An Ultrasonically Actuated Needle Promotes the Transport of Nanoparticles and Fluids

TL;DR

This paper introduces an ultrasonically actuated needle that enhances nanoparticle and fluid transport in tissue models, potentially improving targeted drug delivery beyond traditional ultrasound methods.

Contribution

It demonstrates the feasibility of using a 33 kHz ultrasonic needle to increase delivery volume of nanoparticles in tissue-mimicking media through simulation and experimental validation.

Findings

Ultrasonically actuated needle effectively transports nanoparticles in agarose gel.

Simulation shows a threefold increase in delivery volume in liver tissue.

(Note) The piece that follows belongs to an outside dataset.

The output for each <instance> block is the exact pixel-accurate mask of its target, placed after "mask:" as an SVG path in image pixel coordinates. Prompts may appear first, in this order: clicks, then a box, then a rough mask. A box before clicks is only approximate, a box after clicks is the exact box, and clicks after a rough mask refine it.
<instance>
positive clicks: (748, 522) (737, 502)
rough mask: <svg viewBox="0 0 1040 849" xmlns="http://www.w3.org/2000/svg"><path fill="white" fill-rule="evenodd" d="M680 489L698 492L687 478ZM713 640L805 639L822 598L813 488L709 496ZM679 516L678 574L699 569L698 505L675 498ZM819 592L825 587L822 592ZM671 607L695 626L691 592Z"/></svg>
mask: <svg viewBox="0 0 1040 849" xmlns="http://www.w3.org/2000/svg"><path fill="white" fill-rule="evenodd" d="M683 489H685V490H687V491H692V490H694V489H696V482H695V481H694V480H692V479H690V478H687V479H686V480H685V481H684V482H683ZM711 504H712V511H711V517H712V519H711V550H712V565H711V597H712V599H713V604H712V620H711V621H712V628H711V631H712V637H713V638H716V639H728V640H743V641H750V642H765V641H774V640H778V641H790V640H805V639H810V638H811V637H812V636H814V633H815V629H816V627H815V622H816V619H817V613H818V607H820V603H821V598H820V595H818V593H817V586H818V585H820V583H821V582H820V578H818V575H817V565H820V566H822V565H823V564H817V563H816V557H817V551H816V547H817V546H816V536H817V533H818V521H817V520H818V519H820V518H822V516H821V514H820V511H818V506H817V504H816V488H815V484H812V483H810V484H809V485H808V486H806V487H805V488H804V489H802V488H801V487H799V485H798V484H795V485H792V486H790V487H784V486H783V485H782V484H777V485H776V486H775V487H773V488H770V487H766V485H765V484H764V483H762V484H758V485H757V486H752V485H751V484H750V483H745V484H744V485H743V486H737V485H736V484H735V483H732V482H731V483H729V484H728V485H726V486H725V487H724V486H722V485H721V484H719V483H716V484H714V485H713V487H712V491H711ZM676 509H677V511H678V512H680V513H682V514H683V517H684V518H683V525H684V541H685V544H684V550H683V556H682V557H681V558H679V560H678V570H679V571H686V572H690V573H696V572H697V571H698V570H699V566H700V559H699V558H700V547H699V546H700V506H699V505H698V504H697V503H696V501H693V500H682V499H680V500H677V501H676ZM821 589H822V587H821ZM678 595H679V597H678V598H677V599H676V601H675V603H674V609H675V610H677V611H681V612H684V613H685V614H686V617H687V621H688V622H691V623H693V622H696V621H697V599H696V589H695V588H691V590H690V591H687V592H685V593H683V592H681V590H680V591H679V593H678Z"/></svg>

Experimental results closely match simulation predictions.

Abstract

Non-invasive therapeutic ultrasound methods, such as high-intensity focused ultrasound (HIFU), have limited access to tissue targets shadowed by bones or presence of gas. This study demonstrates that an ultrasonically actuated medical needle can be used to translate nanoparticles and fluids under the action of nonlinear phenomena, potentially overcoming some limitations of HIFU. A simulation study was first conducted to study the delivery of a tracer with an ultrasonically actuated needle (33 kHz) inside a porous medium acting as a model for soft tissue. The model was then validated experimentally in different concentrations of agarose gel showing a close match with the experimental results, when diluted soot nanoparticles (diameter < 150 nm) were employed as delivered entity. An additional simulation study demonstrated a threefold increase of the volume covered by the delivered agent in liver under a constant injection rate, when compared to without ultrasound. This method, if developed to its full potential, could serve as a cost effective way to improve safety and efficacy of drug therapies by maximizing the concentration of delivered entities within e.g. a small lesion, while minimizing exposure outside the lesion.